Why limited data, unlimited compute?

The bitter lesson tells us that we should strongly prefer algorithms that scale with compute alone. We can't improve models at the rate compute scales as long as performance is bottlenecked by data.

This repo builds on Nanochat, which took many ideas from the modded-nanogpt speedrun contest. To be fair, the speedrun contest did provide real data efficiency gains: using less data is one way to train faster. But because it sets speed as the binding constraint, it filters out an entire class of algorithms that yield learning gains.

Initial Baseline Approach (02/26/26)

Following Kim et al. (2025),² we developed the initial baseline in three steps:

Optimizer selection. We tested popular optimizers in the data-limited regime, training for multiple epochs on the 100M tokens. Muon outperforms AdamW, SOAP, and MAGMA.
Scaling up. We increased model size but found diminishing returns due to the limited data. Without appropriate regularization, a 1.4B parameter model outperforms a 2.7B parameter model.
Regularization. When we scale up parameter size also using heavy weight decay, we recover monotonic improvements with scale. We further find that dropout improves performance on top of weight decay. Our final model³ is a 2.7B parameter transformer, with 1.2B parameters in the transformer trunk and heavy embedding defaults from Nanochat.

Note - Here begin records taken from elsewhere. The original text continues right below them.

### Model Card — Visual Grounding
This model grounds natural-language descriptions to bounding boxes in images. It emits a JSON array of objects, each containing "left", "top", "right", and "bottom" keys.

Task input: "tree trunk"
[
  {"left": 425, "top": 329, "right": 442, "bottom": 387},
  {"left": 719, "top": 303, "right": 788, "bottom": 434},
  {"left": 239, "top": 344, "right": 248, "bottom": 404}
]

It is trained with dropout 0.1 and weight decay 1.6. This weight decay is very large by traditional standards, but consistent with Kim et al. (2025), who find optimal weight decay is up to 30× larger than standard practice in the data-constrained regime.

Given the strong performance by large models that are well regularized, we speculate that larger models have a strong simplicity bias, amplified by regularization.

Overparametrization Figure taken from Andrew Gordon Wilson, "Deep Learning is Not So Mysterious or Different."

Why 100M tokens?

We choose 100M tokens because it is small enough to affordably try radically different learning algorithms, while large enough that the winning techniques may work at a larger scale, though the scaling behavior is an open empirical question.

For practical purposes, we begin by providing an upper bound on time of 64 H100's for 7 days. For reference, nanogpt can be trained for 1 epoch in 30s, so using this amount of compute would be 100,000x the compute used by that baseline. ↩
Konwoo Kim, Suhas Kotha, Percy Liang, and Tatsunori Hashimoto. "Pre-training under infinite compute." arXiv:2509.14786, 2025. ↩
These numbers from 02/26/26 are no longer accurate as of the latest world records. As of 04/08/26, the world record on the 1 hour track uses a 1.4B parameter model. ↩